FDI in Defence: Change is good
With
a big hue and cry finally FM has increased the FDI in defence from 26% to 49%.
With just having 6 weeks of governance, facing opposition and criticism from
the economists it was definitely not a cakewalk for the NDA.
India’s
policy on FDI has always been a bureaucratic obduracy and perverse
intransigence. Unwillingness to learn from the experience is another aspect
that can be added to it. Considering the fact that FDI in defence was first
mentioned in Budget 2001-02 with 26%, India has received less than $5 million
inflow till today. The scenario was worst in 2004 when the then Defence
Minister George Fernandes was forced to admit in the Lok Sabha that India had
received no FDI proposal till that time. In 2010, the Commerce Ministry
circulated a note recommending the raising of FDI cap to 74 per cent to
encourage ‘established players in the defence industry to set up manufacturing
facilities and integration of systems in India’. But again it was not in the
interest of the country and Ministry of Defence (MoD) retained the 26 %. In May
2013, modifying his earlier proposal, Commerce Minister Anand Sharma suggested
that the upper cap be raised to 49 per cent as a first step. It was again shot
down by the MoD.
There was
always a need to increase the FDI percentage but there were some of the myths
or perception that India was struggling with. Now, NDA has increased the FDI
percentage, this article jots down the major myths that NDA government has put
aside.
Myth One: Increasing FDI
percentage a threat to national security
Apprehensions were
being made that during operational emergencies, foreign investors can show
their back at us, shut their factories and choke their supplies to the armed
forces.
But
the irony is that India is procuring all critical weapon systems
produced/integrated abroad till today. It was not understood as to how India’s
security would get threatened if the same weapon systems would be
produced/integrated in India.
As regards
dependability during crisis situations, no foreign investor can risk loss of
his total investment by shutting down his production facilities. Further, all
major defence equipment producers follow ‘Global Factory’ concept, wherein
various manufacturing functions are spread over a number of locations in
different countries.
Most
importantly, adequate safeguards could have been incorporated while issuing
licenses. India could have reserved the right to take over the licensed
facility under certain extraordinary circumstances of national emergencies.

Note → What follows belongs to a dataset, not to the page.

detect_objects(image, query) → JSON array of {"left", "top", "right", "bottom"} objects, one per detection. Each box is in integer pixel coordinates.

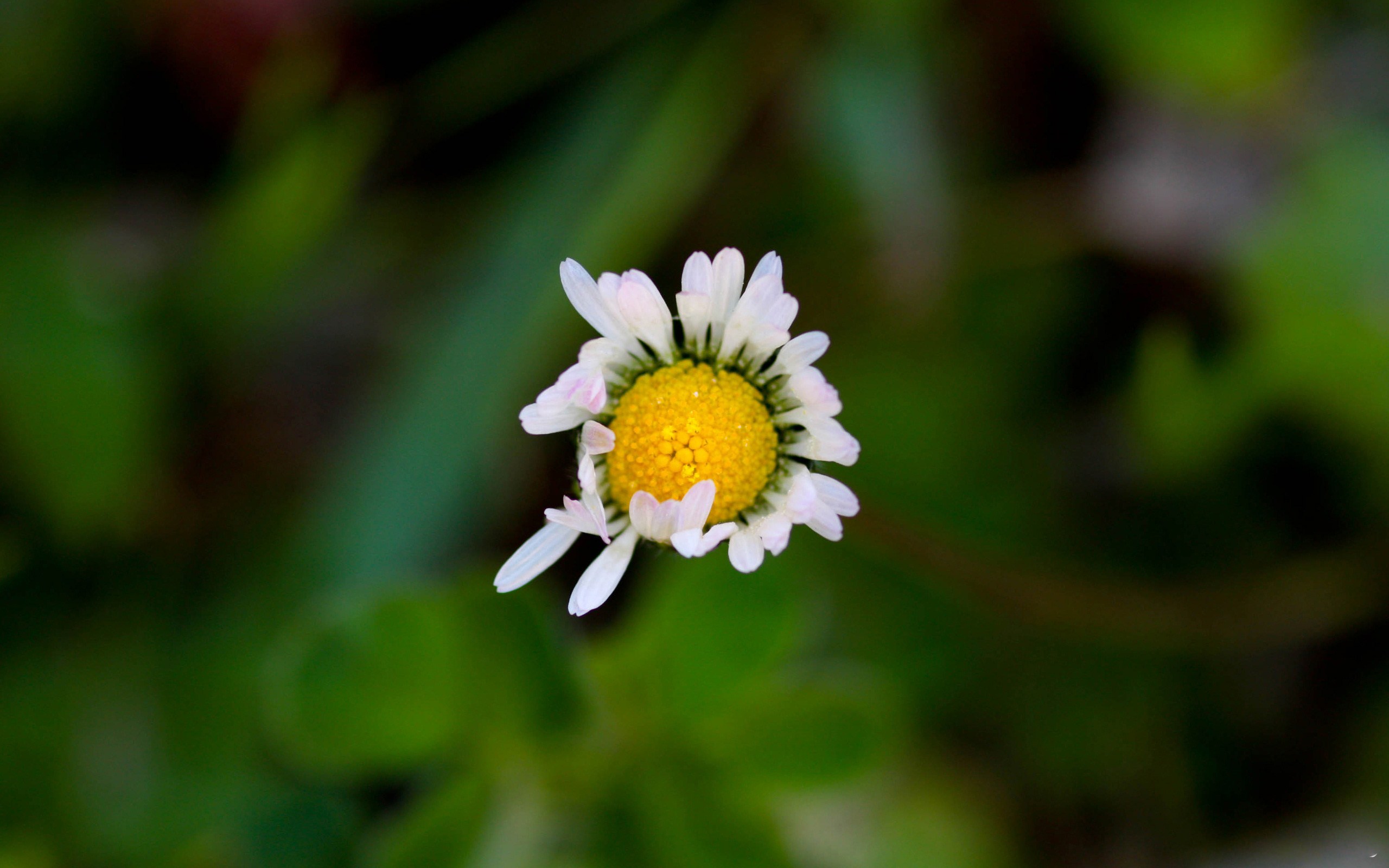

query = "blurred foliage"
[{"left": 0, "top": 0, "right": 1389, "bottom": 868}]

Most nations include such an enabling provision then why not India. Fears
expressed were totally unfounded and highly exaggerated.
Myth Two: Indian policy
was highly investor friendly and did not require any changes
According to the UPA and
previous government MoDs FDI in defence (26 %) was highly investor friendly and
required no changes. However, if we look by the investor company perspective,
there was nothing for them till now. Management would be under the control of
India, the CEO had to be Indian resident and a foreign investor could not
transfer his equity before the expiry of license.
Oddly, India
expected a prospective foreign investor to be excited by such an asymmetrical
policy wherein he was expected to invest his resources in a venture where he had
no significant control, faced strict capacity/product constraints, no purchase
guarantee and had no open access to other markets (including exports). It
defied logic. Such a lop-sided policy can never attract FDI.
The new budget
has definitely a lot to offer. The outcome will definitely get unwrapped in
couple of months and the list of investors taking interest in it. There is a
need of retrospection in every sector. Every budget in every year promises in
the same way but the execution. With a new government and the famous ‘Achche
Din’ let’s hope the execution proves the mettle on the people’s expectation.